The civilisation now passing away was founded upon inequality. Even upright and religious men and women seemed to see nothing wrong in a structure of society in which some people lived in luxury while others toiled unceasingly and remained in squalor and degradation. But Gandhiji was one of those who saw in this system an affront to human dignity; and he inveighed against it unceasingly by precept and example. At first the doctrine of communism in its pure form seemed to be the answer but in its application it has got entangled in power politics and totalitarian dictatorship. The new civilisation has to be founded upon human equality; and India in memory of her Mahatma and in accord with the generous impulses of her Prime Minister will wish to take a foremost place among the nations who are imbued with the new spirit.

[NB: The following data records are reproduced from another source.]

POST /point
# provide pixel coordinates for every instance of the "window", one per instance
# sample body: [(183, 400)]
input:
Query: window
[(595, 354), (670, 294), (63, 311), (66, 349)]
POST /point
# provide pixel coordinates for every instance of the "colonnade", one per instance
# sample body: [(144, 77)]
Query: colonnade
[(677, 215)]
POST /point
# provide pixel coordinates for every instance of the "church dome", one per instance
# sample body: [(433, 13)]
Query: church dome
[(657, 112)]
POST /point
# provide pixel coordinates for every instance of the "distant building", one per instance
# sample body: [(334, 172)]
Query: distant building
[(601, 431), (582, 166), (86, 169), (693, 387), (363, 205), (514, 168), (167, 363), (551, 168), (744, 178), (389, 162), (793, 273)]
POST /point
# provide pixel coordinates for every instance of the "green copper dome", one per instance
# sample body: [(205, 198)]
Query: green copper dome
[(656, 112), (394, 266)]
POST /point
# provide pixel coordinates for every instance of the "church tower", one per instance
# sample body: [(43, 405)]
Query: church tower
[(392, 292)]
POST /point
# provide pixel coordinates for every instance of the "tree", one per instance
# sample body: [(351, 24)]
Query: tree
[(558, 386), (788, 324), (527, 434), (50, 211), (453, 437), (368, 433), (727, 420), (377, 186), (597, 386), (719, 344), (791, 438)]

In the realm of internal government India has astonished the world by her achievement. Even those of us who had the greatest faith in her statesmen scarcely dared to hope that she would be able to integrate the whole of her territory in so short a time and with such general approval. The highest praise is due to all those who have contributed to this remarkable result. It augurs well for the future stability of her State and provides a fine example to other nations.
What of the international outlook? Here I am convinced that India has a part of paramount importance to play. She occupies a pivotal place on the map of the world. She looks westward to Europe and the Atlantic Ocean, eastward to China to the Pacific and to the Americas, northward to the lands of the Soviet Union in Asia, South West to the varied races of Africa and South East to the new civilisation of Australia and New Zealand. So situated she cannot exist isolated and detached.

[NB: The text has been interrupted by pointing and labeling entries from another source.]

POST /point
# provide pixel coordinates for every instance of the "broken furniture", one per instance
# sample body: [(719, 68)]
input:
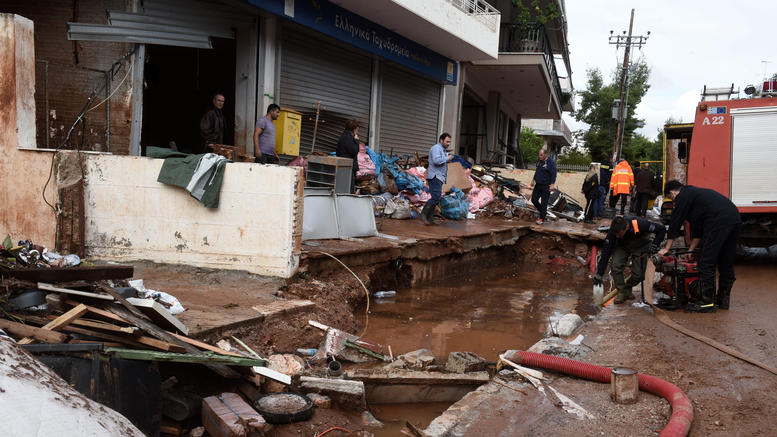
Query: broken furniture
[(330, 172), (331, 215)]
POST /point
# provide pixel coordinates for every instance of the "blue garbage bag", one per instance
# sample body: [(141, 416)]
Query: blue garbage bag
[(455, 205), (375, 159), (409, 181)]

The world needs friendship and co-operation. It needs the mutual interchange of materials and ideas. Above all it needs peace. But peace like liberty requires eternal vigilance for its preservation. It requires the constant avoidance of the pairs of opposites—arrogance and cowardice, aggressiveness and subservience, self-sufficiency and undue dependence, anarchy and regimentation. A free and democratic India in close association with other likeminded free and democratic peoples can be a great bulwark of peace and of constructive fellowship in the community of nations.

Long may Panditji be spared to exercise his wise leadership in guiding the destinies of his country!